In January, Walter Frick, a senior editor at Harvard Business Review, echoed this when he looked at what the magazine had published on decision-making over the years and came up with three rules:
- Be less certain: Overconfidence is the bias that Nobel-prize-winning psychologist Daniel Kahneman has said he would eliminate first if he had a magic wand.
- Ask, “how often does that typically happen?”: If you are considering an acquisition, for example, ask how often success occurs in such situations?
- Think probabilistically: He says research has shown that even relatively basic training in probability makes people better forecasters and helps them avoid some cognitive biases. “Improving your ability to think probabilistically will help you with the first two rules. You’ll be able to better express your uncertainty and to numerically think about ‘How often does this usually happen?’ The three rules together are more powerful than any of them alone,” he stresses.
The problem is that data today often make us feel more certain. We hear stories of success by database, such as the analysts who discovered that men were buying diapers and beer late at night in supermarkets, so those goods should be placed closer together. But we need to be cautious.

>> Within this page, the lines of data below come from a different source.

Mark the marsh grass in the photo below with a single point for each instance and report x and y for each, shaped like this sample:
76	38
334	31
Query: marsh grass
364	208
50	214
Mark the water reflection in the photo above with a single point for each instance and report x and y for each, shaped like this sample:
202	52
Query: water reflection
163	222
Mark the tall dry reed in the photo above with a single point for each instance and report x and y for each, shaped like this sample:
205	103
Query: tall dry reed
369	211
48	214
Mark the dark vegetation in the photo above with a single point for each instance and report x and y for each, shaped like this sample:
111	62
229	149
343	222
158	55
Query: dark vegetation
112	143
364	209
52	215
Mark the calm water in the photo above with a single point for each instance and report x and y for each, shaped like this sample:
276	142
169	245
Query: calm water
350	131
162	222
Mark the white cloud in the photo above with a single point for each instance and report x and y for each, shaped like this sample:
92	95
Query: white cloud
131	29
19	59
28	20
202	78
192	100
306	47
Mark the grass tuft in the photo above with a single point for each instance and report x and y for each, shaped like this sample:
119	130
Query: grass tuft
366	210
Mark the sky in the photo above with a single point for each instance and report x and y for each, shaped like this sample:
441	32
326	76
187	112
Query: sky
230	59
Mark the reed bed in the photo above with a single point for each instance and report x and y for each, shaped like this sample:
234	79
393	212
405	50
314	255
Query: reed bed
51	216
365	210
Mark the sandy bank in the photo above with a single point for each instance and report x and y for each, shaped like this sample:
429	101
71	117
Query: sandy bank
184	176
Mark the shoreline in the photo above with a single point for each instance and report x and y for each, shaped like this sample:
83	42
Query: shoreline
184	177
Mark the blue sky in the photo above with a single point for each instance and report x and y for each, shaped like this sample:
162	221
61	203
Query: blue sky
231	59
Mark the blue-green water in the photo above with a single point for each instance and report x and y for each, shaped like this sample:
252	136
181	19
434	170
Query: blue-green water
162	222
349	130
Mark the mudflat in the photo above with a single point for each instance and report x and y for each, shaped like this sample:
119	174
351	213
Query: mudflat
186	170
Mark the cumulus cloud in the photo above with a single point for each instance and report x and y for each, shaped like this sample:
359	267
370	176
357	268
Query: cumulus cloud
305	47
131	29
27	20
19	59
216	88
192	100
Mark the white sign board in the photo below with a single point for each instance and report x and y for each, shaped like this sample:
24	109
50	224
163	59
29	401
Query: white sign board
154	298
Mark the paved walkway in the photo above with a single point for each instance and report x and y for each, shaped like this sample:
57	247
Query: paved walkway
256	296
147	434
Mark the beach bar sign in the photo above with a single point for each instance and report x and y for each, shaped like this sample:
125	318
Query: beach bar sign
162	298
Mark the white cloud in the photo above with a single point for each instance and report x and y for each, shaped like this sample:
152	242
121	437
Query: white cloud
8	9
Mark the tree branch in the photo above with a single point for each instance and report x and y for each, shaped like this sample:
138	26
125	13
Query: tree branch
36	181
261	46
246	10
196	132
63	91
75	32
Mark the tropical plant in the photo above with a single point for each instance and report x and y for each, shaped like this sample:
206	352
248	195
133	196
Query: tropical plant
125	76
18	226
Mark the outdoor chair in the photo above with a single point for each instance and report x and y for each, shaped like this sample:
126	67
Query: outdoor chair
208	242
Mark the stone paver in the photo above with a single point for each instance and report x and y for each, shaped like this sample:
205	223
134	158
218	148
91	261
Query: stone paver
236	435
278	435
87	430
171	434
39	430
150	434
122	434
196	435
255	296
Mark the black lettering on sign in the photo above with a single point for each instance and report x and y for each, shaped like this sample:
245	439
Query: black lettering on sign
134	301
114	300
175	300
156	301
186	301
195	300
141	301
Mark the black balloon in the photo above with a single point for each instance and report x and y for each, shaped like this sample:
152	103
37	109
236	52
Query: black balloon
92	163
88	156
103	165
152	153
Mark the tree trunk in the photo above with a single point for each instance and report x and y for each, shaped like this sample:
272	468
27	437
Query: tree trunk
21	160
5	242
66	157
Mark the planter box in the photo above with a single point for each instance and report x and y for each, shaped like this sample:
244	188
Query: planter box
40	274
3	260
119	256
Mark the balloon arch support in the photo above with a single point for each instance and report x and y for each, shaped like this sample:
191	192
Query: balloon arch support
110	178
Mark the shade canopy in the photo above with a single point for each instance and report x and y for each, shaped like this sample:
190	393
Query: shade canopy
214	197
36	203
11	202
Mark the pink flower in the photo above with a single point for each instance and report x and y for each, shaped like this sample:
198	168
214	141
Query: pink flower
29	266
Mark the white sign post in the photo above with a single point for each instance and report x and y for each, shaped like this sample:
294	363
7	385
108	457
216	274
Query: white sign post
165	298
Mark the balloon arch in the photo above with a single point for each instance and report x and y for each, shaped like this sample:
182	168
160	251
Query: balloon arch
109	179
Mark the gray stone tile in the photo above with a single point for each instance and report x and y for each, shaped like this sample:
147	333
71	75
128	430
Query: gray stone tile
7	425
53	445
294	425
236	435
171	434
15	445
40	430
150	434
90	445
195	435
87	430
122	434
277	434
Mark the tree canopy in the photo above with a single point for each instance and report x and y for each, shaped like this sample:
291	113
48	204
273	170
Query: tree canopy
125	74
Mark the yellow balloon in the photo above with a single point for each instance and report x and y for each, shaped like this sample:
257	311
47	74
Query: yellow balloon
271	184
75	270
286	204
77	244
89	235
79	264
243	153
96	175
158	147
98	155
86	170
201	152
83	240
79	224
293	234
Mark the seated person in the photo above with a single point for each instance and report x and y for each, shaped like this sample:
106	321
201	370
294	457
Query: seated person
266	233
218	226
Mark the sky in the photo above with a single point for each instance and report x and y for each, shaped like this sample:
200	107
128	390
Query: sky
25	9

Celebrated management thinker Peter Drucker told us that what can’t be measured can’t be managed. McGill University professor Henry Mintzberg loves to have fun with that idea, pointing out that we can’t measure management and we can’t measure measurement – so beware of managers obsessed with measurement.
Most businesses have detailed data on sales, market-research studies on behaviour of customers and an overflow of information from their website on what is being studied and bought. Amazon is a paragon in this field, but when I mention in conversation that it has been dead wrong in its attempts to lure me to further purchases, other people tend to agree. Many websites feed us images of items we searched Google for and decided not to buy. Maybe that’s overconfidence on our part, but if the leading data-analysis companies are flailing, that’s worth considering in our own more modest efforts. Another danger is assuming that the seductively detailed analytics your website coughs up can tell you something about your other customers. Not necessarily.
Consultant Roy Williams warns about the tendency to confuse statistical correlation with causation. Another limitation he flags in his Monday Morning Memo is that data cannot tell you the right thing to do; they can only tell you the result of what you have done.
We can also wield data as a cudgel, to prove our point. That makes our decisions evidence-based, we claim. But Mr. Williams counters that all decisions are evidence-based; the crucial factor is whether you have interpreted the evidence correctly. “The intellect can always find logic to justify what the heart has already decided. Consequently, data is often used in the same way that a drunk man uses a lamppost; for support, not for illumination,” he notes.
So sober up on your use of data. Be less certain, more accurate.
- Research shows that people are more likely to follow advice when they think it comes from an algorithm than from a person.
- Fighting back against LinkedIn, ad contrarian Bob Hoffman listed his job as chief aggravation officer. He was recently advised that LinkedIn has filled 5,475 chief aggravation officer jobs. I searched and found over 1,500 job results for that post. Hmmm.
- McKinsey & Co. warns that a red flag with advanced analytics comes when the executive teams lacks a solid understanding of the difference between traditional analytics, which involve business-intelligence tools and reporting, and the more advanced possibilities through predictive and prescriptive tools such as machine learning. The consultants also urge you to hire analytic translators who can help business leaders indentify high-impact analytical approaches and then explain the situation to data scientists.